Matěj SPURNÝ, Institute of Economic and Social History, Faculty of Arts, Charles University, Prague
A quiet revolution in a period of timelessness. The transformations of the relation toward the environment in Czechoslovakia 1968–1989

The essential role played by ecologists and ecological criticism in the final phase of delegitimization of communist dictatorship in Czechoslovakia, is usually attributed to the degree of devastation of the natural environment resulting from lignite mining and air pollution caused by North Bohemian power plants. My approach is different. I understand the ecological criticism of the second half of the 1980s as the result of a fundamental societal change which occurred paradoxically in the era that Václav Havel once called “timelessness”. Beneath the surface of apparent immobility represented by rigid normalization political culture, a process similar to that taking place in Western Europe or the USA in the late 1960s also occurred in Czechoslovakia. From the point of view of social history, we can describe this process as a crisis of organized modernity (and, according to Ulrich Beck, the transition to reflexive modernity). Instead of focusing on theoretical reflection I’ll try to show the re-evaluation of key paradigms (such as modernization or progress) on the example of changes in the relationship to nature, the cultural landscape, but also to the urban environment, in which accents gradually move from modernization to heritage care. My presentation will be based on the long-term research devoted to the North Bohemian city of Most, but also on other sub-researches devoted to ecological and conservation epistemic communities, or the influence of the media discourse on the transformation of discourses about these key topics of human existence in the world.

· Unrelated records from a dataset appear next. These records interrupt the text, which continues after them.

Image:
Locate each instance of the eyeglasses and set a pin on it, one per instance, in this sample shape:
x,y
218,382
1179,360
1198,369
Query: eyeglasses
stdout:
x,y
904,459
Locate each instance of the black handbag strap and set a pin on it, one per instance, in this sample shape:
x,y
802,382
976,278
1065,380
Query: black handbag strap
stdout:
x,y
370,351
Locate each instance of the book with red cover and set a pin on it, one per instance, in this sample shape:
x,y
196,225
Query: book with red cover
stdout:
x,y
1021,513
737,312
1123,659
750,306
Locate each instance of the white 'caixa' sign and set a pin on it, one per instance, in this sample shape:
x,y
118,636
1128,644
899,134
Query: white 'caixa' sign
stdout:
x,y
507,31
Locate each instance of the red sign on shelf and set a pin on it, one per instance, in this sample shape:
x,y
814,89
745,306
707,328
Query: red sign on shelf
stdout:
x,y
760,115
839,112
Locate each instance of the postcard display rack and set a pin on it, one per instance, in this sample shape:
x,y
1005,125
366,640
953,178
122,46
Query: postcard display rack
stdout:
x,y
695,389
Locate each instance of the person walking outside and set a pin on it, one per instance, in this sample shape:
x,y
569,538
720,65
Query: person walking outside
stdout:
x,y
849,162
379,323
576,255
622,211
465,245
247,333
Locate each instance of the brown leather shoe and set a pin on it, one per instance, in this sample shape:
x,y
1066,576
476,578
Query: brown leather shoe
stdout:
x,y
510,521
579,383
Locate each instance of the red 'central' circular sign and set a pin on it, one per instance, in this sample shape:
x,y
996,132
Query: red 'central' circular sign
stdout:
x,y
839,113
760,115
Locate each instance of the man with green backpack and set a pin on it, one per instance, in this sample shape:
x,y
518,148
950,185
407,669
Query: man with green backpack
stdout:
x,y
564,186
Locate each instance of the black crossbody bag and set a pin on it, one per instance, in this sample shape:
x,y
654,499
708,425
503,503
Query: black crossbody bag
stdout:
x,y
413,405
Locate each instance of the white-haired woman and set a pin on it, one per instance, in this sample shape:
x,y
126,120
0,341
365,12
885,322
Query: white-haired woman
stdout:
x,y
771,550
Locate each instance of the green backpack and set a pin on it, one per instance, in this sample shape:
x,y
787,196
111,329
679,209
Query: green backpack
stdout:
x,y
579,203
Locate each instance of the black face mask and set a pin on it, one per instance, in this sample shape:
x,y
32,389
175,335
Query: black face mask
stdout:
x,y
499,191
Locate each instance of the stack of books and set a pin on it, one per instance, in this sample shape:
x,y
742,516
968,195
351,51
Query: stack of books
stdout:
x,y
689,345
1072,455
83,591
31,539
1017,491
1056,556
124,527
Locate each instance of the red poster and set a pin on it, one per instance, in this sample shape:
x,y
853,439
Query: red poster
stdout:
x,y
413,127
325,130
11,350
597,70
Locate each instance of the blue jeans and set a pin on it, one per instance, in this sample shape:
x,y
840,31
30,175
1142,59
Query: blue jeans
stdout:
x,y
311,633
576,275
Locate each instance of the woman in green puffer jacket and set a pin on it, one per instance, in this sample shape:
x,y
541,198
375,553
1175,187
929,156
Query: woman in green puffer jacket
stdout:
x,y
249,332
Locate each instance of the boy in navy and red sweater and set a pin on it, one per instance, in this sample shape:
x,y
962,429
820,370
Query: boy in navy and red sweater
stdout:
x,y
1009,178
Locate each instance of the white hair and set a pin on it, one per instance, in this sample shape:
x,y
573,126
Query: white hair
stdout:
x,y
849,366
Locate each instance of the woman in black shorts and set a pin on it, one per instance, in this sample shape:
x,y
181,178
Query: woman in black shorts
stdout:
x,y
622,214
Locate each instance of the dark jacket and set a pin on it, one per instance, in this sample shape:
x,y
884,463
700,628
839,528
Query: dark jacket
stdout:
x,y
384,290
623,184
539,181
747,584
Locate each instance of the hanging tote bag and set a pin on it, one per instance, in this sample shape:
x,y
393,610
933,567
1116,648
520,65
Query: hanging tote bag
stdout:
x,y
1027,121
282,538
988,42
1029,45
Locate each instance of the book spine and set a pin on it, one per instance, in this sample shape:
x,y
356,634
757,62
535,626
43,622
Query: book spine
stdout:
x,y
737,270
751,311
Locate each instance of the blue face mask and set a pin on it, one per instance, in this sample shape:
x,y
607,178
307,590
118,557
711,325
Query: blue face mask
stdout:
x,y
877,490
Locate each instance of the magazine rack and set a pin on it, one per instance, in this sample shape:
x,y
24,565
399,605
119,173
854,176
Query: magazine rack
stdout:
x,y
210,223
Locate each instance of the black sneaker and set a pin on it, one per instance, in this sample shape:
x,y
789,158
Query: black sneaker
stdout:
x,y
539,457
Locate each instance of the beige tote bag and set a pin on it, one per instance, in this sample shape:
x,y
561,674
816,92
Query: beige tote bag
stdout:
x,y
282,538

More on the whole seminar here.

CEFRES Seminar #4

When: Friday, November 11th, 16:30 a.m.
Where: CEFRES Library, Na Florenci 3, Prague and online (please contact cefres[@]cefres.cz
Language: English

The fourth session of CEFRES seminar will be hosted by two researchers:

Jan Kremer (PhD candidate, Charles University / CEFRES) :
Ludohistorical Representations of Religion and Spirituality: Historical Culture and Digital Remediation

Abstract

The paper analyzes digital medievalism constructed in Kingdom Come: Deliverance (Warhorse 2018). It focuses on ludic mechanics, characters and game lore related to religious elements and tries to contextualize them within both the past and contemporary artifacts of Czech popular history.

Julien Wacquez (post-doctorant, CEFRES) :
Approaching Matters: Socio-Historical Perspectives on What Is to Come

Abstract

It is impossible to know what will happen, to determine what the future will be like. What will the world after the multiple ongoing crises look like, for example? A scientific investigation cannot rigorously account for it, for this future world does not yet exist—so it is not. We can neither experience it, concretely live it, nor observe it, collect data about it. And perhaps that this future world will never happen.

The project Approaching Matters considers this absence of being, this lack of phenomenality and observability, as a driving force for a range of practices specialized in bringing the future into presence. If all our everyday actions tend—consciously or unconsciously—towards a certain future, there are fields of activities that explicitly intend to take charge of the future in the present tense, be they scientific or technologic, administrative or managerial, spiritual or esoteric, artistic or literary. Science Fiction, Futurology, Prediction: all these practices offer us a repertoire of scenarios, speculations, models, simulations and other methods to achieve the impossible task of producing “knowledge” about what cannot be known—the future.